All of a sudden, local-only networks were being connected to Ubiquiti’s cloud, giving rise to countless discussion threads on Ubiquiti’s user forums from customers upset over the potential for introducing new security risks.
And on Jan. 11, Ubiquiti gave weight to that angst: It told customers to reset their passwords and enable multifactor authentication, saying a breach involving a third-party cloud provider might have exposed user account data. Ubiquiti told customers they were “not currently aware of evidence of access to any databases that host user data, but we cannot be certain that user data has not been exposed.”
On Tuesday, KrebsOnSecurity reported that a source who participated in the response to the breach said Ubiquiti should have immediately invalidated all credentials because all of the company’s key administrator passwords had been compromised as well. The whistleblower also said Ubiquiti never kept any logs of who was accessing its databases.
The whistleblower, “Adam,” spoke on condition of anonymity for fear of reprisals from Ubiquiti. Adam said the place where those key administrator credentials were compromised — Ubiquiti’s presence on Amazon’s Web Services (AWS) cloud services — was in fact the “third party” blamed for the hack.
From Tuesday’s piece:
“In reality, Adam said, the attackers had gained administrative access to Ubiquiti’s servers at Amazon’s cloud service, which secures the underlying server hardware and software but requires the cloud tenant (client) to secure access to any data stored there.
“They were able to get cryptographic secrets for single sign-on cookies and remote access, full source code control contents, and signing keys exfiltration,” Adam said.
Adam says the attacker(s) had access to privileged credentials that were previously stored in the LastPass account of a Ubiquiti IT employee, and gained root administrator access to all Ubiquiti AWS accounts, including all S3 data buckets, all application logs, all databases, all user database credentials, and secrets required to forge single sign-on (SSO) cookies.
Such access could have allowed the intruders to remotely authenticate to countless Ubiquiti cloud-based devices around the world. According to its website, Ubiquiti has shipped more than 85 million devices that play a key role in networking infrastructure in over 200 countries and territories worldwide.
Ubiquiti finally responded on Mar. 31, in a post signed “Team UI” on the company’s community forum online.
“Nothing has changed with respect to our analysis of customer data and the security of our products since our notification on January 11. In response to this incident, we leveraged external incident response experts to conduct a thorough investigation to ensure the attacker was locked out of our systems.”
“These experts identified no evidence that customer information was accessed, or even targeted. The attacker, who unsuccessfully attempted to extort the company by threatening to release stolen source code and specific IT credentials, never claimed to have accessed any customer information. This, along with other evidence, is why we believe that customer data was not the target of, or otherwise accessed in connection with, the incident.”

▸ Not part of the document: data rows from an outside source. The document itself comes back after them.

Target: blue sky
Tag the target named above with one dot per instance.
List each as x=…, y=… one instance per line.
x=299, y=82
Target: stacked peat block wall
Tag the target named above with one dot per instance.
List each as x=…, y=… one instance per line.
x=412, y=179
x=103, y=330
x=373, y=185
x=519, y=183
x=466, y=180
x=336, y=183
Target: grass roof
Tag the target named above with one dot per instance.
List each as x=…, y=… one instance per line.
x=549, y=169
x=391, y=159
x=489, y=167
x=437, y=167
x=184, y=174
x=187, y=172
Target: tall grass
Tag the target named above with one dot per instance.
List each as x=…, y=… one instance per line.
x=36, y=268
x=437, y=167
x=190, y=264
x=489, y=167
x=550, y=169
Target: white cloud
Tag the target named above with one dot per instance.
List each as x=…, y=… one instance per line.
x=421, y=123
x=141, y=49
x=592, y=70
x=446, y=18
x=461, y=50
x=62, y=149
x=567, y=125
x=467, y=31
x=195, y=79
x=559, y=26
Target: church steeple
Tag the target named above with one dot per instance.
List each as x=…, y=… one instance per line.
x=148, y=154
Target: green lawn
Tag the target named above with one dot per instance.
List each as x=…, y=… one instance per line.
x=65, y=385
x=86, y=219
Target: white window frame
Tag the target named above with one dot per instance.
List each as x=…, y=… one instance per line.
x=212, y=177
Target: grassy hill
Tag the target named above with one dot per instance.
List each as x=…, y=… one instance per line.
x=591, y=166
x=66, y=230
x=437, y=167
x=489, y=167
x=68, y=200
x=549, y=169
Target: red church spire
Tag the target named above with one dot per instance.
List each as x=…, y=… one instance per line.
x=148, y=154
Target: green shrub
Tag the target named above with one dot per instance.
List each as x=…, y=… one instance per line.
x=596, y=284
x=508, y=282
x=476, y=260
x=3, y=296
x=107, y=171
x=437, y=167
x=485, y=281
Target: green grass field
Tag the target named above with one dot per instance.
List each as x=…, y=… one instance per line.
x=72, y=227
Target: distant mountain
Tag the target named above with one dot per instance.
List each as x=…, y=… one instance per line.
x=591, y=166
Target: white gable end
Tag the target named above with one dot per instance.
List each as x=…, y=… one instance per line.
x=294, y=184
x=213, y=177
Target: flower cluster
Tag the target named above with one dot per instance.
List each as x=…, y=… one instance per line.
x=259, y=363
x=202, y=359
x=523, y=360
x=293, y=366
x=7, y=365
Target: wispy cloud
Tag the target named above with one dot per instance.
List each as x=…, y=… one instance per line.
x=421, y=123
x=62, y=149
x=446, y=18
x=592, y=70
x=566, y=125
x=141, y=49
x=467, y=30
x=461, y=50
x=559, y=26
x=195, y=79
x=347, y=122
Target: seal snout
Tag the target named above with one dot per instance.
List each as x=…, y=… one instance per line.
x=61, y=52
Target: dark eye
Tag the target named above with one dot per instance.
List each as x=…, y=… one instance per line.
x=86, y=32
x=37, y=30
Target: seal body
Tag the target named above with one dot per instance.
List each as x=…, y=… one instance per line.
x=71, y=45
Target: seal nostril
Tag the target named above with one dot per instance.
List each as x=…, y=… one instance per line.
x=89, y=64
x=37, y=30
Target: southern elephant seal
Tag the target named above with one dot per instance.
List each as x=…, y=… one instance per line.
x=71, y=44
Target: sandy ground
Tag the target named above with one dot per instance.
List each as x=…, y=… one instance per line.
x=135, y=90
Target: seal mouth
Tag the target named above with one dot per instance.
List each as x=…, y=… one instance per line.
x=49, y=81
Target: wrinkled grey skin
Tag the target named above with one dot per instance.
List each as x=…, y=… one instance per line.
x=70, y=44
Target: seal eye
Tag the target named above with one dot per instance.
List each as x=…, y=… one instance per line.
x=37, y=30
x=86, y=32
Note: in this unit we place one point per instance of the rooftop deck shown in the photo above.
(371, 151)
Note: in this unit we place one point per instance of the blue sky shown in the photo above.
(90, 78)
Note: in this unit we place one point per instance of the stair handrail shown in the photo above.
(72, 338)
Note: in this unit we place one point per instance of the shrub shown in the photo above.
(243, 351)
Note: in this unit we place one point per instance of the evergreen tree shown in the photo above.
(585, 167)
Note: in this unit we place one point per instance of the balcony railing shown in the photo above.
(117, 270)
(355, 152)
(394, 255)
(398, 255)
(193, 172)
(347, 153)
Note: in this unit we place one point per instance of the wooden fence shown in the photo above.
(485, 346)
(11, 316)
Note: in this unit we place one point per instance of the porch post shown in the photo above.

Ubiquiti also hinted it had an idea of who was behind the attack, saying it has “well-developed evidence that the perpetrator is an individual with intricate knowledge of our cloud infrastructure. As we are cooperating with law enforcement in an ongoing investigation, we cannot comment further.”
Ubiquiti’s statement largely confirmed the reporting here by not disputing any of the facts raised in the piece. And while it may seem that Ubiquiti is quibbling over whether data was in fact stolen, Adam said Ubiquiti can say there is no evidence that customer information was accessed because Ubiquiti failed to keep logs of who was accessing its databases.
“Ubiquiti had negligent logging (no access logging on databases) so it was unable to prove or disprove what they accessed, but the attacker targeted the credentials to the databases, and created Linux instances with networking connectivity to said databases,” Adam wrote in a whistleblower letter to European privacy regulators last month. “Legal overrode the repeated requests to force rotation of all customer credentials, and to revert any device access permission changes within the relevant period.”
It appears investors noticed the incongruity as well. Ubiquiti’s share price hardly blinked at the January breach disclosure. On the contrary, from Jan. 13 to Tuesday’s story its stock had soared from $243 to $370. By the end of trading day Mar. 30, UI had slipped to $349. By close of trading on Thursday (markets were closed Friday) the stock had fallen to $289.